Cinclus LLM On-Demand is designed to scale with your needs, whether you're just starting out or have enterprise-level demands. This section explains how the service handles scaling, the difference between shared and dedicated instances, and how "offloading" to different zones ensures reliability and performance.

Shared vs. Dedicated Instances

Shared Instances: By default, when you use the Cinclus API, your requests run on shared infrastructure. This means the underlying LLM servers are serving multiple customers at the same time. Shared instances offer a cost-effective way to get started:

  • Resources are allocated on-demand, and you pay only for what you use (or what's included in your plan).
  • There are generally fixed rate limits on shared usage to ensure fair access for all users.
  • Minor variability in response times can occur if many users are using the service simultaneously, but the platform actively balances load to maintain performance.

Dedicated Instances: For users with high volume or special requirements, Cinclus offers dedicated instances:

  • A dedicated instance is an LLM server (or cluster) reserved solely for your use. No other customers' workloads run on your dedicated instance.
  • This provides more consistent performance, as the compute resources are not shared. It can handle your traffic up to the machine's capacity without interference.
  • Rate limits on a dedicated instance are typically higher or lifted, since your usage is isolated. You're mainly limited by the hardware capacity and your agreement with Cinclus.
  • Dedicated instances can be beneficial for data privacy as well — your data is processed on isolated infrastructure.

Typically, to set up a dedicated instance, you will contact Cinclus support or sales. You'll specify the model you need and the desired zone(s) for deployment. They will provision a dedicated environment for you, which you then access with your API key (often a special key tied to the dedicated instance).

In summary, use shared instances for development, testing, and moderate workloads.

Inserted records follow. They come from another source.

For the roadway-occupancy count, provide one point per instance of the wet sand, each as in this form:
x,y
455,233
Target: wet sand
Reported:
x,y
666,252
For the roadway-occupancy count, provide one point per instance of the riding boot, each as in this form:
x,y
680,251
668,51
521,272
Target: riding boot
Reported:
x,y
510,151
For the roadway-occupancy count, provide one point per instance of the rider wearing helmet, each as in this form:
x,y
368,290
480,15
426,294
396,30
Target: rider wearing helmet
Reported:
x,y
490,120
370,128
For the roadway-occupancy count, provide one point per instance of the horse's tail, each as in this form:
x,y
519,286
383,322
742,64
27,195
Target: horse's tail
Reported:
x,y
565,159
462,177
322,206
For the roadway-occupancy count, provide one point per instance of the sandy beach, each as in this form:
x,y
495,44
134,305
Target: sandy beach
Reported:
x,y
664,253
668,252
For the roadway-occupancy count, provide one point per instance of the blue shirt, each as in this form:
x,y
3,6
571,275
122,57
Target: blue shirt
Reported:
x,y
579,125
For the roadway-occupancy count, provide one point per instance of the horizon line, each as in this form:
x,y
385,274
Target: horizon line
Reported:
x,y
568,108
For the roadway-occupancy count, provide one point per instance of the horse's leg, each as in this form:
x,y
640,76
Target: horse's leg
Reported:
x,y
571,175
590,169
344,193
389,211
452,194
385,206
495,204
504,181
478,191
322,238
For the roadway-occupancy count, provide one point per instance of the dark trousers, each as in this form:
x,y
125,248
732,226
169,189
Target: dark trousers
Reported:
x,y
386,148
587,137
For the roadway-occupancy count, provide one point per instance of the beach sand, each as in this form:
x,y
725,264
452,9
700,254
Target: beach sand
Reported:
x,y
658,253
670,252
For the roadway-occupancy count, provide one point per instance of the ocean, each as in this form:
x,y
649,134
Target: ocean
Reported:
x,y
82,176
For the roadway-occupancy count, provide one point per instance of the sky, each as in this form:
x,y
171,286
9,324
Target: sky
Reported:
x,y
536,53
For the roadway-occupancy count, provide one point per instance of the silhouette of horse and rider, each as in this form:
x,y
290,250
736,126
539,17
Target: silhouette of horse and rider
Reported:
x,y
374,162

Consider a dedicated instance for production applications with high traffic or strict performance and privacy requirements.

Zone Offloading (Cross-Zone Scaling)

Zones: Cinclus operates in multiple geographic zones, for example:

  • NO – Norway
  • SW – Sweden
  • DK – Denmark
  • FI – Finland

When you make a request, you have the option to specify a zone. But what happens if the zone you selected is at capacity or temporarily under heavy load? This is where offloading comes into play.

Offloading: If a particular zone is busy or has reached its capacity, Cinclus can automatically route (offload) your request to another zone that has available capacity. The goal is to avoid failed requests or long delays due to regional capacity limits.

  • By default, if you do not specify a zone in your request, the system will route your request to an available zone automatically. This gives you the best chance of a fast response, as the load balancer will pick an optimal zone based on current load.
  • If you do specify a zone (for example, zone: "NO" to target Norway specifically), the system will prioritize using that zone. If Norway's capacity is fully utilized at that moment, the behavior can be:
    • Queue or Minor Delay: The request might wait briefly until resources free up in NO.
    • Automatic Fallback: If you have allowed fallback, Cinclus might forward your request to another zone (say, SW or DK) to get it processed without waiting. This ensures your application gets a timely response even if your preferred zone is busy.
    • Strict Zone Enforcement: If you require that data only stay in the specified zone (for compliance or policy reasons), you can disable cross-zone offloading. In that case, if the zone is at capacity, you may receive an error or a timeout instead of being served elsewhere.

Offloading is seamless; the response you receive will look the same. There might be a small difference in latency if the alternate zone is farther from your users, but otherwise the functionality is identical.

Example Scenario:

You normally send all requests with zone: "DK" (Denmark) for low latency to your European users. One day, Denmark servers are extremely busy due to many requests. If offloading is enabled (or if you omit the zone), Cinclus might process some of your requests in SW (Sweden) where there is free capacity. Your users continue to get responses, possibly a few milliseconds slower, but without errors or long waits. Once the load in Denmark normalizes, requests resume processing in DK as usual.

Scaling Best Practices

  • Test Multiple Zones: If latency matters, test your application with different zones to see which provides the best performance for your users. You might find, for example, that "FI" yields faster responses for some regions than "DK".
  • Leverage Offloading for High Availability: Unless you have a strict requirement to pin to a single region, allowing the platform to auto-select zones (or fallback when needed) will improve your application's resilience. This way, a spike in one region won't bottleneck your service.
  • Monitoring and Alerts: Monitor your latency and error rates. If you notice frequent 429 errors or slow responses, it might indicate that you're hitting capacity limits. This could be a sign to enable offloading, upgrade your plan, or consider a dedicated instance.
  • Plan for Scale: If you anticipate rapid growth in usage, reach out to Cinclus ahead of time. They can help ensure capacity (through scaling the shared pool or setting up a dedicated instance) to meet your needs without interruption.

Cinclus is built to grow with you. Whether through the shared pool's elasticity or provisioning dedicated servers for your exclusive use, the platform aims to ensure your applications can always get the AI results they need quickly and reliably.